Jakubas: Netię czekają krew, pot i łzy
Rada nadzorcza Netii zapoznała się wczoraj z długo wyczekiwaną strategią na najbliższe lata. Będzie krew, pot i łzy, czyli głęboka restrukturyzacja. Równolegle spółka będzie uważnie obserwowała potencjalne akwizycje - pisze Puls Biznesu.

Rada nadzorcza Netii zapoznała się wczoraj z długo wyczekiwaną strategią na najbliższe lata. Będzie krew, pot i łzy, czyli głęboka restrukturyzacja. Równolegle spółka będzie uważnie obserwowała potencjalne akwizycje - pisze Puls Biznesu.

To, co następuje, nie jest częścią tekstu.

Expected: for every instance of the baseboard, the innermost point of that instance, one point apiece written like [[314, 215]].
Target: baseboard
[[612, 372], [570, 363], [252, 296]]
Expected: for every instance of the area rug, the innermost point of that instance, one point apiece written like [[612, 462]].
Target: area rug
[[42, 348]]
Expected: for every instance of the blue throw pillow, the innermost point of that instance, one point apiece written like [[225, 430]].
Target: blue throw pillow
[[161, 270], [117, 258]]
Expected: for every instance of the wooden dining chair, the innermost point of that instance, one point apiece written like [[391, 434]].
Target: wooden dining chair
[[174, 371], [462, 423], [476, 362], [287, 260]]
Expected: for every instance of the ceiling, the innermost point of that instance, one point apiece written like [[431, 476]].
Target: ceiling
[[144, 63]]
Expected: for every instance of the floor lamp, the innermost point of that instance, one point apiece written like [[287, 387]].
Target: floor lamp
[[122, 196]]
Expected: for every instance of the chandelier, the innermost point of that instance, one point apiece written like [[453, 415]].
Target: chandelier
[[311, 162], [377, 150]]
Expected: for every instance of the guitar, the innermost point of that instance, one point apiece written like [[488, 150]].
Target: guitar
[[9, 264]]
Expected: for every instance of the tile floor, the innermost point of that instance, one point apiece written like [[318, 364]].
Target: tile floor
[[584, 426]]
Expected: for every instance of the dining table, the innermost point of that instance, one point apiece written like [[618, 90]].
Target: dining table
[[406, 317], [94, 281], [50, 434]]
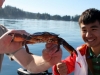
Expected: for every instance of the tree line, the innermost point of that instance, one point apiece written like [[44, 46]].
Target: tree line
[[9, 12]]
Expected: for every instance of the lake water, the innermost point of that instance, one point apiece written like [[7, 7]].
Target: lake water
[[68, 30]]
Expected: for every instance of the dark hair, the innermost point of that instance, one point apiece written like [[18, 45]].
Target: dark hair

Nie spodziewałem się tak głębokich pokładów restrukturyzacyjnych, w każdym obszarze jej działalności jest wiele do zrobienia. Jednym słowem czeka nas ciężka praca. Celem jest obniżenie kosztów zadłużenia przez jego refinansowanie. Już w przyszłym roku możliwe jest spłacenie obecnego kredytu w całości - mówi Zbigniew Jakubas, szef rady nadzorczej telekomu.
Jakubas dodaje, że należy się przyjrzeć TK Telekom, bo jest wartością dodaną dla Netii. Gdyby UPC chciało sprzedać biznes w Polsce, to na pewno Netia będzie zainteresowana. Ważne są też nowe kierunki rozwoju.
Zobacz: PKP: TK Telekom powinno zostać sprzedane w 1H2015.
Netii brakuje usługi po stronie operatora komórkowego. Play jest naturalnym jej uzupełnieniem. Widzę wartość dodaną we współpracy z P4. Wejście w obszar data center też jest ciekawym kierunkiem rozwoju - mówi Jakubas.
Pojawiły się plotki, że pion klientów indywidualnych będzie powoli wygaszany. Poprzedni zarząd miał pomysł, by ten obszar wydzielić i sprzedać. Wbrew powszechnemu przekonaniu, ten segment nie jest kulą u nogi, bo przynosi firmie zyski. Jednak Jakubas dodaje, że jeżeli pojawi się sensowna oferta jego zakupu, to trzeba się będzie nad tym zastanowić.